Rules being made for sharing financial data




By Marcy Gordon
The Associated Press

        WASHINGTON — Federal regulators are seeking public comment on rules spelling out how banks, brokerages and insurers under the same corporate roof must give customers the right to block them from sharing personal financial data.

        An example: banks would not be able to deny consumers credit or charge them higher interest because they asked for their data not to be shared.

        The new rules were published Friday by the Federal Reserve, the Federal Deposit Insurance Corp., the Office of the Comptroller of the Currency and the Office of Thrift Supervision. The latter two agencies are within the Treasury Department.

        Comments from the public are due by Dec. 4.

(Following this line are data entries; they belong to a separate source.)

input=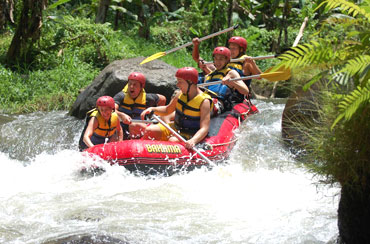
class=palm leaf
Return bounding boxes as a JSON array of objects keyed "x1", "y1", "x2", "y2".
[
  {"x1": 317, "y1": 0, "x2": 370, "y2": 21},
  {"x1": 278, "y1": 41, "x2": 333, "y2": 69},
  {"x1": 331, "y1": 66, "x2": 352, "y2": 85},
  {"x1": 331, "y1": 80, "x2": 370, "y2": 129},
  {"x1": 339, "y1": 55, "x2": 370, "y2": 79}
]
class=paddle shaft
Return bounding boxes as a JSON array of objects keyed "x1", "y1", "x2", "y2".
[
  {"x1": 165, "y1": 25, "x2": 238, "y2": 55},
  {"x1": 151, "y1": 114, "x2": 214, "y2": 165},
  {"x1": 197, "y1": 75, "x2": 260, "y2": 87},
  {"x1": 131, "y1": 119, "x2": 156, "y2": 124},
  {"x1": 203, "y1": 54, "x2": 277, "y2": 64}
]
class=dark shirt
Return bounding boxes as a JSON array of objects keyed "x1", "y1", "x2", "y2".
[{"x1": 113, "y1": 91, "x2": 160, "y2": 108}]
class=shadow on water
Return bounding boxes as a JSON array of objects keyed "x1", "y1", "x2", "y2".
[{"x1": 42, "y1": 234, "x2": 129, "y2": 244}]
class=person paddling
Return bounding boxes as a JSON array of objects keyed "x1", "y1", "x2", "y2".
[
  {"x1": 79, "y1": 96, "x2": 123, "y2": 151},
  {"x1": 192, "y1": 38, "x2": 216, "y2": 83},
  {"x1": 113, "y1": 72, "x2": 166, "y2": 139},
  {"x1": 203, "y1": 46, "x2": 249, "y2": 112},
  {"x1": 227, "y1": 36, "x2": 262, "y2": 90},
  {"x1": 140, "y1": 67, "x2": 212, "y2": 149}
]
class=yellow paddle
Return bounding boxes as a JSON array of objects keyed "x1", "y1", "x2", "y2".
[
  {"x1": 140, "y1": 25, "x2": 239, "y2": 65},
  {"x1": 197, "y1": 66, "x2": 291, "y2": 88}
]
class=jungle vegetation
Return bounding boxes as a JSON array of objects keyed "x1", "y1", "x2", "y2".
[
  {"x1": 0, "y1": 0, "x2": 317, "y2": 113},
  {"x1": 1, "y1": 0, "x2": 369, "y2": 242}
]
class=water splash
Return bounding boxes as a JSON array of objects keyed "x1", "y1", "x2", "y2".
[{"x1": 0, "y1": 101, "x2": 339, "y2": 243}]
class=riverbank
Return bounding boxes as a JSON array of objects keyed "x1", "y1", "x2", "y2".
[{"x1": 0, "y1": 16, "x2": 295, "y2": 114}]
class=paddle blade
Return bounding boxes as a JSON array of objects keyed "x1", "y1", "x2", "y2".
[
  {"x1": 140, "y1": 52, "x2": 166, "y2": 65},
  {"x1": 261, "y1": 66, "x2": 291, "y2": 81}
]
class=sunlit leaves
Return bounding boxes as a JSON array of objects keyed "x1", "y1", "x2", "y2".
[
  {"x1": 278, "y1": 41, "x2": 335, "y2": 69},
  {"x1": 340, "y1": 55, "x2": 370, "y2": 81},
  {"x1": 48, "y1": 0, "x2": 72, "y2": 10},
  {"x1": 279, "y1": 0, "x2": 370, "y2": 129},
  {"x1": 332, "y1": 81, "x2": 370, "y2": 128},
  {"x1": 317, "y1": 0, "x2": 370, "y2": 21}
]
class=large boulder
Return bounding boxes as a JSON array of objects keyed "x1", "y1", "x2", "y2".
[{"x1": 69, "y1": 57, "x2": 178, "y2": 119}]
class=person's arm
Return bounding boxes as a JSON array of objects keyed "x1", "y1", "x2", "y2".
[
  {"x1": 113, "y1": 92, "x2": 132, "y2": 124},
  {"x1": 192, "y1": 38, "x2": 212, "y2": 76},
  {"x1": 156, "y1": 94, "x2": 166, "y2": 106},
  {"x1": 83, "y1": 117, "x2": 98, "y2": 148},
  {"x1": 243, "y1": 57, "x2": 262, "y2": 76},
  {"x1": 185, "y1": 98, "x2": 211, "y2": 149},
  {"x1": 198, "y1": 58, "x2": 213, "y2": 75},
  {"x1": 116, "y1": 119, "x2": 123, "y2": 141},
  {"x1": 222, "y1": 69, "x2": 249, "y2": 95},
  {"x1": 192, "y1": 37, "x2": 200, "y2": 63},
  {"x1": 141, "y1": 92, "x2": 180, "y2": 120},
  {"x1": 115, "y1": 103, "x2": 131, "y2": 124}
]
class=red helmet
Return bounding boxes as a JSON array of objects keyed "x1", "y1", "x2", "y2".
[
  {"x1": 213, "y1": 47, "x2": 231, "y2": 61},
  {"x1": 96, "y1": 96, "x2": 115, "y2": 109},
  {"x1": 128, "y1": 72, "x2": 146, "y2": 87},
  {"x1": 175, "y1": 67, "x2": 199, "y2": 84},
  {"x1": 228, "y1": 36, "x2": 247, "y2": 51}
]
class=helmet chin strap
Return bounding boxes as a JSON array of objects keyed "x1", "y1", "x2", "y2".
[{"x1": 185, "y1": 80, "x2": 192, "y2": 101}]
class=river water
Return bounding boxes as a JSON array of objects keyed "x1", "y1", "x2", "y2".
[{"x1": 0, "y1": 100, "x2": 339, "y2": 244}]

        “You have a very limited right to privacy” under the new rules, said Edmund Mierzwinski, consumer program director for Public Interest Research Group. Still, he added, “I would strongly encourage all consumers to take advantage” of their right to request that certain kinds of data not be shared.

        These include credit history, income information, employment history and marital status — in general, all data related to a consumer's creditworthiness, available credit, character, general reputation, personal characteristics or mode of living, the four agencies said jointly.

        Under the proposed rules, financial companies wishing to share such information with affiliated firms must first give consumers a notice telling them of their right to block such sharing by written request. They also would be required to give consumers “a reasonable opportunity and convenient means to exercise this right,” the agencies said.

        Send comments to Mary M. West, Federal Reserve Board Clearance Officer, Mailstop 97, Board of Governors of the Federal Reserve System, Washington, D.C. 20551.